Quantized KV Cache

Quantized KV cache reduces the memory footprint of key-value cache storage by using lower-precision data types (FP8 or FP4) instead of the default model precision in BF16. During autoregressive generation, LLMs cache previously computed key-value pairs to avoid redundant calculations. The KV cache typically consumes a significant portion of GPU memory, especially for long sequences.

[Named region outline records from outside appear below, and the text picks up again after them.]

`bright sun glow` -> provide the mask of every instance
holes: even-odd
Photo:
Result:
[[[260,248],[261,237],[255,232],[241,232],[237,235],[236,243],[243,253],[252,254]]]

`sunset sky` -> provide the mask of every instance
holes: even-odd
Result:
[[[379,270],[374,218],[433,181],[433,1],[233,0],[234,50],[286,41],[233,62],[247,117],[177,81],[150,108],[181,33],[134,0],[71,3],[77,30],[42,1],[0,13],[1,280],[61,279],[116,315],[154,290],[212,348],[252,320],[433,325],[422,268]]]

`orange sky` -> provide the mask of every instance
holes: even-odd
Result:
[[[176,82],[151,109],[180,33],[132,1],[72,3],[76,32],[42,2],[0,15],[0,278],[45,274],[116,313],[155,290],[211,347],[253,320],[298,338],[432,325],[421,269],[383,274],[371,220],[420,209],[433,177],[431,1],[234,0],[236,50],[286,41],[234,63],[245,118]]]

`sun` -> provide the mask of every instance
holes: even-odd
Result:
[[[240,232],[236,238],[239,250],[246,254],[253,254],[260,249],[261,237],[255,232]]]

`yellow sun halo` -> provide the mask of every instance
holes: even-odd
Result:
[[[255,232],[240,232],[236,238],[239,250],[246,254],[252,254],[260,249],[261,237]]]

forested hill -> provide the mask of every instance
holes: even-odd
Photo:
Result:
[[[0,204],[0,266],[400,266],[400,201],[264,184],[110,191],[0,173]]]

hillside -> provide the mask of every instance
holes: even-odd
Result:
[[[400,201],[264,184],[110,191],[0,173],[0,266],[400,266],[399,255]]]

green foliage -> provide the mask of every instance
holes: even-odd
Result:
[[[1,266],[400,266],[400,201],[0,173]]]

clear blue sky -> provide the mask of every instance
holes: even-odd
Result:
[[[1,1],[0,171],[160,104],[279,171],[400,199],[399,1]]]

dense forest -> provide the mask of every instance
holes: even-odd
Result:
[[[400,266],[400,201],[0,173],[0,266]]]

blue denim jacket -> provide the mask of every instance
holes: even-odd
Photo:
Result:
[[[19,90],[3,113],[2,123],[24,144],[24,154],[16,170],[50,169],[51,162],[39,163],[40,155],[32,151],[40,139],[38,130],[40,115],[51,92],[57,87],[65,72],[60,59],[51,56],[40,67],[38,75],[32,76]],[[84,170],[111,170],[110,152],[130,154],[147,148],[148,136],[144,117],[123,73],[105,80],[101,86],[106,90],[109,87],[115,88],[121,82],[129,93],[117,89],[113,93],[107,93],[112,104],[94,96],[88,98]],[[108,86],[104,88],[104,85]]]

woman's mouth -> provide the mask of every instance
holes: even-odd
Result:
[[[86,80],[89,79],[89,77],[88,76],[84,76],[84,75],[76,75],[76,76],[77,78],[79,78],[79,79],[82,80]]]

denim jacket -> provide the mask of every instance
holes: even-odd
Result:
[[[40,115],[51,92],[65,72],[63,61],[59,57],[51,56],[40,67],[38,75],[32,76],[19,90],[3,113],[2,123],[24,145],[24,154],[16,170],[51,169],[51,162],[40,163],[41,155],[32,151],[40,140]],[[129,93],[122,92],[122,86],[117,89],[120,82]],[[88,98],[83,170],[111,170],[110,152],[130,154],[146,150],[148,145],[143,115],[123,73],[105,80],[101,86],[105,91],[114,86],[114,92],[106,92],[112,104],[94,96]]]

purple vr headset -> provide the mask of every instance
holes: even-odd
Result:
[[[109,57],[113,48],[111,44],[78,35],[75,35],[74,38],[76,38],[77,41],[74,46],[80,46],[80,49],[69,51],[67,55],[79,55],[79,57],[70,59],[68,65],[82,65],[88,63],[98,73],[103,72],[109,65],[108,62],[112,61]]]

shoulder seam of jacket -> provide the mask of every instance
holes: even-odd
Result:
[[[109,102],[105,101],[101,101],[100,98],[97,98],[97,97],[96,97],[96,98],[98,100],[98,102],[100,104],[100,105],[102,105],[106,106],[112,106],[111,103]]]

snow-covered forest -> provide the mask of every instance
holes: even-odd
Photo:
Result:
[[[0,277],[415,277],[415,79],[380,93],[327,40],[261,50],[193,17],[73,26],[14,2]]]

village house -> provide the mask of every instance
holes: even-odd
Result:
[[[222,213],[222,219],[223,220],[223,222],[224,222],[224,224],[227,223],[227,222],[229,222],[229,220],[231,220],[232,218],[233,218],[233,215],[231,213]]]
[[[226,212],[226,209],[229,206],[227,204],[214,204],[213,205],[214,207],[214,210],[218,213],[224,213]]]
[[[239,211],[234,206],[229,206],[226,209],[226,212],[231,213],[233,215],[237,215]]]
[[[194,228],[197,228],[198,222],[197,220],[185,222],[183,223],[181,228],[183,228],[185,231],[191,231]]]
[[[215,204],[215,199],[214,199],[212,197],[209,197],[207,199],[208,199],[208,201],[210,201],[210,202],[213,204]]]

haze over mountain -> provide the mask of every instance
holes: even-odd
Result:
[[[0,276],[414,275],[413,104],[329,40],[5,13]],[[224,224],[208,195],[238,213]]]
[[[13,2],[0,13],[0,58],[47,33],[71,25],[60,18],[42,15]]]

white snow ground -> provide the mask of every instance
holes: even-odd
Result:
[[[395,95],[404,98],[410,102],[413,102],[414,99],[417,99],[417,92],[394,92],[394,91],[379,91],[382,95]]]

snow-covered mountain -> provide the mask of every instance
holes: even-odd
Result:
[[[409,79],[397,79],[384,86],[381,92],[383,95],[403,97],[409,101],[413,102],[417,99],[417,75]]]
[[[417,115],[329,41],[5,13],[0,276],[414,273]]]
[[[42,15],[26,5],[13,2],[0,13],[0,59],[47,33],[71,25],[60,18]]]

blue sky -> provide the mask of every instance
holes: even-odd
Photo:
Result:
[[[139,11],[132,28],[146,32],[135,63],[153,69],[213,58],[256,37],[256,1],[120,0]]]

Quantized KV cache is a memory optimization technique that primarily benefits throughput by allowing more tokens to be cached, but may introduce minimal accuracy degradation depending on the quantization format used.

{warning}

**Performance Warning**: When quantized KV cache must be dequantized before use in attention operations, performance can be extremely slow if dequantization is not fused with the attention kernel. Always verify that your chosen attention backend supports quantized KV cache. Backends without fused support may experience significant throughput degradation, potentially negating the memory benefits.

**Backend Support**: Not all attention backends support quantized KV cache. Refer to [Attention Backend](attention_backend.md) for which backends support it.

Supported Formats

SGLang supports the following quantized KV cache formats:

FP8 Format

OCP (Open Compute Project) specifies two common 8-bit floating point formats:

E5M2 (5 exponent bits, 2 mantissa bits): Larger dynamic range (±57344.0), lower precision
E4M3 (4 exponent bits, 3 mantissa bits): Higher precision, smaller dynamic range (±240.0)

FP4 Format

{warning}

FP4 quantization is currently experimental.

OCP (Open Compute Project) specifies MXFP4 (Microscaling FP4), a 4-bit floating-point format:

E2M1 (1 sign bit, 2 exponent bits, 1 mantissa bit): Uses block-based microscaling where tensors are divided into blocks of consecutive elements, with each block sharing a single 8-bit exponential scaling factor. While OCP specifies blocks of 32 elements, SGLang's current implementation uses blocks of 16 elements for KV cache quantization.

Usage

Enabling Quantized KV Cache

To enable quantized KV cache, use the --kv-cache-dtype argument when launching the server:

bash

# Enable FP8 E5M2 KV cache
python3 -m sglang.launch_server \
    --model-path deepseek-ai/DeepSeek-R1-0528 \
    --kv-cache-dtype fp8_e5m2 \

# Enable FP8 E4M3 KV cache
python3 -m sglang.launch_server \
    --model-path deepseek-ai/DeepSeek-R1-0528 \
    --kv-cache-dtype fp8_e4m3 \

# Enable FP4 E2M1 KV cache
python3 -m sglang.launch_server \
    --model-path nvidia/DeepSeek-R1-0528-NVFP4 \
    --kv-cache-dtype fp4_e2m1 \

Scaling Factors

FP8 quantization requires scaling factors to properly quantize and dequantize the KV cache.

{note}

Currently, only per-tensor (scalar) scaling factors are supported.

Scaling factors can be:

Loaded from checkpoints: Pre-quantized models (e.g., ModelOpt) may include k_scale and v_scale parameters that are automatically loaded
Provided via JSON: Supply scaling factors via --quantization-param-path.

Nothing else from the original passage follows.